SPEAKER_03:Yeah. Well, I mean, let's let's dive in a little bit more with use cases here. I mean, one of the things that I feel like I learned over the course of 2025 was just, hey, you don't need to work on every single use case right now. Sometimes it benefits you. And as a matter of fact, maybe almost every time it benefits you to identify those, those handful of use cases that, you know, either offer a slam dunk opportunity or are going to drive quick value. Chris, are we seeing any commonalities or consistencies in the types of use cases that are, you know, uh, you know, tailor-made for that type of quick win um action?

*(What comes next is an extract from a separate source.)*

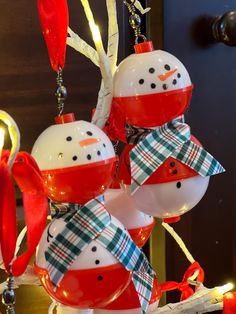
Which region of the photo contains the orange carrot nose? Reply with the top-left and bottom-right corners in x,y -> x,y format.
158,69 -> 177,81
79,138 -> 101,147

SPEAKER_01:Uh yeah, in some cases, and I'll I'll use the there's four things that people look at, and it's you know, these use cases, do they, you know, can they make money or save money? Can they decrease human middleware in some way, which means they make it more efficient? Or does it protect us and and protect us from risk in some way? So I think these are all things that really help to matter. And then as you look at the specific use cases, I think there are things that that they know that they might see some efficiency on. And I'm gonna use some of the life sciences ones, but life science seems to be very far ahead because they've got research and they've got a lot of opportunity to be able to go and change the world using some of these models. I think with financial services, they're looking at how do we protect our customers? So tech fraud and some of those elements. So I think these are the ones we've seen traction on early with the larger companies. The smaller ones might look at something like how do we work with contact center? We have retail folks that are working on how to make their customer experience better. So those are all things we've been working with customers on in 25, and I see an expansion on that in 26. You know, Jason, you probably have a few others as well. I know you could probably think through. Yeah, I see it's gotten down here. So yeah.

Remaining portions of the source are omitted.